Before he left he walked back up to the main house, but he could not bring himself to go inside where Sigourney’s body still lay among the charred timbers. When he got back, AXE would send a team down here; they’d take care of the remains. He supposed, when this was all over, he’d have to talk to her parents. He had met them at some party in Washington. He remembered her mother as a good-looking, classy woman. He did not look forward to facing her. He felt responsible for Sigourney’s death.

But that was later.

The weather had been closing in all day, but mindless of the storm clouds gathering to the northeast along the tradewind belt, and mindless of the rising breeze, Carter raised the cat’s sails and shoved the flimsy boat out past the surf line, scrambling aboard and hauling in the sheets.

The boat took off like a rocket, skipping high across the waves, the windward pontoon on which he was perched rising out of the water, a wide wake hissing behind him.

Spray was flying everywhere as Carter pushed the tiny boat to its absolute limits in the rising winds, but he kept seeing Sigourney’s face. He kept seeing her body, feeling it next to his; he kept hearing her calling to him, excited about one thing or another. Of all the women he had ever known, she had come most nearly to his idea of a perfect companion, a perfect lover, a perfect mate.

As he sailed he kept searching his memory, kept looking for the mistakes he had made, trying to catalogue the people who knew about their relationship.

There was no doubt in his mind now that Ganin was after him, and that the opening blow had been Sigourney’s life. This Lashkin in New York was only another step in some long, complex plan that would sooner or later pit the Soviet master assassin against Carter.

They had never planned on killing him on the island. Ganin had simply been toying with him. Taking his measure.

But the confrontation would come.
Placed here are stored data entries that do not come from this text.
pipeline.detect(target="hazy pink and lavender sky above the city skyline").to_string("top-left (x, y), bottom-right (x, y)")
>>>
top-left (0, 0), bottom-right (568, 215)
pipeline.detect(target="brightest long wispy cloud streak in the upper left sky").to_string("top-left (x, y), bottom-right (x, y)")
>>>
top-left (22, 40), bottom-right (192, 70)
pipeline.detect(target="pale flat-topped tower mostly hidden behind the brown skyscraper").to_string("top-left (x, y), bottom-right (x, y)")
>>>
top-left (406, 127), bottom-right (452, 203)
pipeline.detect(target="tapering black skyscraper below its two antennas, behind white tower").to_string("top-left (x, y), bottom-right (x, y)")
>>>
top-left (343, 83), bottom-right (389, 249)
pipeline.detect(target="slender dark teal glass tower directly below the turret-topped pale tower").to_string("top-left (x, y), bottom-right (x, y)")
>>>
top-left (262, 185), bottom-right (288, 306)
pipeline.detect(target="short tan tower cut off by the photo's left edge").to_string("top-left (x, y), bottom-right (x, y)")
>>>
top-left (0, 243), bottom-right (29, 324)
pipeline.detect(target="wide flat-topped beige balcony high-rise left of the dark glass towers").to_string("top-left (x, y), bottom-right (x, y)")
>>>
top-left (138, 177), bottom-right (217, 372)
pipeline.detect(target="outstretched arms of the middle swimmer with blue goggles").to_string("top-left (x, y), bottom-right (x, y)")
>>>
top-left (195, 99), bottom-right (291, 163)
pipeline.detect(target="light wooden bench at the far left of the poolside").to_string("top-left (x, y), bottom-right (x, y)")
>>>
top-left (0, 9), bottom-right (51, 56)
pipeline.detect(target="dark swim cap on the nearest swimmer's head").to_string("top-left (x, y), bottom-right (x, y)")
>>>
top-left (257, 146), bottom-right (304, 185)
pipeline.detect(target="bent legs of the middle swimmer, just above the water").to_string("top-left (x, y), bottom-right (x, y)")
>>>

Of that Carter was certain, and as he sailed, his lips curled into a cruel smile, a smile totally devoid of any humor, of any warmth.

When the time came, Carter decided, he would enjoy very much witnessing Ganin’s death. His very slow, very painful death.

The only thing that bothered him at that moment was why the Soviets were going to these lengths. They could have killed him on the island. Why had they given him a chance? Why were they toying with him?

Whatever the reason, when it was done, Carter swore, Ganin and whoever ran him would rue the day they had conceived their evil plan.